For Camden, the overall cost of implementing flood mitigation on a new property in Houston is about 3% of the total development cost. That isn’t a deal-breaker for building market-rate apartments in neighborhoods with premium pricing, but it can make a big difference if a developer is trying to build an affordable housing complex.
“When you add up the cost of everything, including regulation, you can't develop affordable housing on a large-scale basis, the way we used to in the ‘50s,” Campo said.
The relative costs associated with flood mitigation for smaller infill urban development can be even more expensive. Aruh said for his projects, flood mitigation can now be as much as 10% to 12% in additional cost, compared with the 5% it used to be in the mid-’90s.
Houston’s development legacy has created a patchwork of properties that meet a wide range of historical flood mitigation standards. New developments are equipped to handle increasing rainfall volumes, but older properties are not, still posing heightened flood risk to their neighbors. Unless those properties flood, there’s limited incentive for developers to take expensive, proactive action.
Aruh said Edifis Group has not proactively created underground flood detention for existing urban properties that have been grandfathered under the rules.
“It would be economically unfeasible to do it,” Aruh said.
Wolff and Campo also told Bisnow they have not gone back to install additional flood mitigation for their older properties.
Critics like Residents Against Flooding Chair Ed Browne say the city of Houston has still not implemented nearly enough safeguards to offset flood risk, and described the city as “a developer’s dream.”
“I don't think Houston's going to be able to solve their flooding problem. I think the city doesn't have much money, the city bends over backwards to make sure that developers have as much leeway as possible because they want the tax money,” Browne said.
“They're not as concerned about preventing flooding as they are concerned about getting the tax money, and that's been evident for a long time.”
The efforts to remap flood plains also have limited usefulness, according to Texas State climatologist John Nielson-Gammon at Texas A&M University. Even for a large city like Houston, it’s difficult to adjust flood plain maps frequently enough to reflect changing rainfall patterns. The other problem is, even if new estimates and calculations are performed regularly, climate change means there isn’t a single, stagnant flood plain.
“It's not appropriate to think of it that way because there's a flood plain for 2020. There's a flood plain for 2025, which is going to be bigger, and a flood plain for 2030, which is going to be bigger still,” Nielson-Gammon said.
Commercial real estate developers and engineers need to take into account not just what the flood risk is now, but where it could be in 20 or 30 years, he said.
“What's done for cities and counties, producing a single flood plain, doesn't address that issue at all,” he added.

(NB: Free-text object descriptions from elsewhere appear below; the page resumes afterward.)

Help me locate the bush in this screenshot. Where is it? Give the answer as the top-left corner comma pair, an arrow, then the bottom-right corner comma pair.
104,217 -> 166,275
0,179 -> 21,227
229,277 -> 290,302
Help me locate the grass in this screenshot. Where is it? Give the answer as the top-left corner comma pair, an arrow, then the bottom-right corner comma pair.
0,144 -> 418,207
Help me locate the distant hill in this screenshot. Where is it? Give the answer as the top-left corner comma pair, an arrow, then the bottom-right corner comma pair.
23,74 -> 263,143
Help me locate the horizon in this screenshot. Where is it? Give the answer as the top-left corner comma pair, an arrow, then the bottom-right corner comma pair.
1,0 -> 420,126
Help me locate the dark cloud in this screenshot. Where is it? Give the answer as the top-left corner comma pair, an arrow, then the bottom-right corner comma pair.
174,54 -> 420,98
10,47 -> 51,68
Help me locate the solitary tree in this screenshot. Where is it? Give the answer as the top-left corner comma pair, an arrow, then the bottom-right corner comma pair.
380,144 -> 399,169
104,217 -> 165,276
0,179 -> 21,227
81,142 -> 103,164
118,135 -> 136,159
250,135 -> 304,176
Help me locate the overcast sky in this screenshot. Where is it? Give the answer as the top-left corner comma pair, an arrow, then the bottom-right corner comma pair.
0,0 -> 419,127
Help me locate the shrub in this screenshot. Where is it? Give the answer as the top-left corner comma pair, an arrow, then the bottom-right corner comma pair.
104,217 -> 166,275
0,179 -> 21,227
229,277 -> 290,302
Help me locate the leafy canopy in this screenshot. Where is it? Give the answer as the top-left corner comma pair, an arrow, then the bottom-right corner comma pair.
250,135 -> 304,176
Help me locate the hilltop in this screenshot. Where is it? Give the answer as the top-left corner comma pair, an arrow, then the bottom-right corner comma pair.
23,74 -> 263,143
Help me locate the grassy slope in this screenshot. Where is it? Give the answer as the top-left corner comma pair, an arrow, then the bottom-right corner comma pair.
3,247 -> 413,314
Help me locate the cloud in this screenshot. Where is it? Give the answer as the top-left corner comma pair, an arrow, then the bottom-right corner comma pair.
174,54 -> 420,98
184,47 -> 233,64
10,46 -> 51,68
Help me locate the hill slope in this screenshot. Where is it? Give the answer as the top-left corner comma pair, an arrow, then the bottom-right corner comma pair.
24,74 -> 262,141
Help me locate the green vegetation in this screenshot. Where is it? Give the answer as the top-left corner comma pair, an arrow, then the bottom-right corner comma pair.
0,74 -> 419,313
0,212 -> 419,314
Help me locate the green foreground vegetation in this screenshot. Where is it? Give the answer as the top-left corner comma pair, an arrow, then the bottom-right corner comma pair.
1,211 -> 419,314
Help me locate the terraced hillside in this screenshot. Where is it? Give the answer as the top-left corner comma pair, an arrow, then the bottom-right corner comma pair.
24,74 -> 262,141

Despite all the regulatory efforts to mitigate flood risk at the city and county level, there are some who believe that the best solution is to simply get out of the water’s way.
“I think our basic concept is a failure. We basically assume you can develop everywhere. It's merely a matter of what do I need to do to make it right. You could pass the most incredible regulation and still have a mess,” Rice University professor and environmental lawyer Jim Blackburn said.
“I think we still have a bit of a mindset that we can engineer our way out of all the problems that we have facing us. And I'm not sure that's a valid assumption.”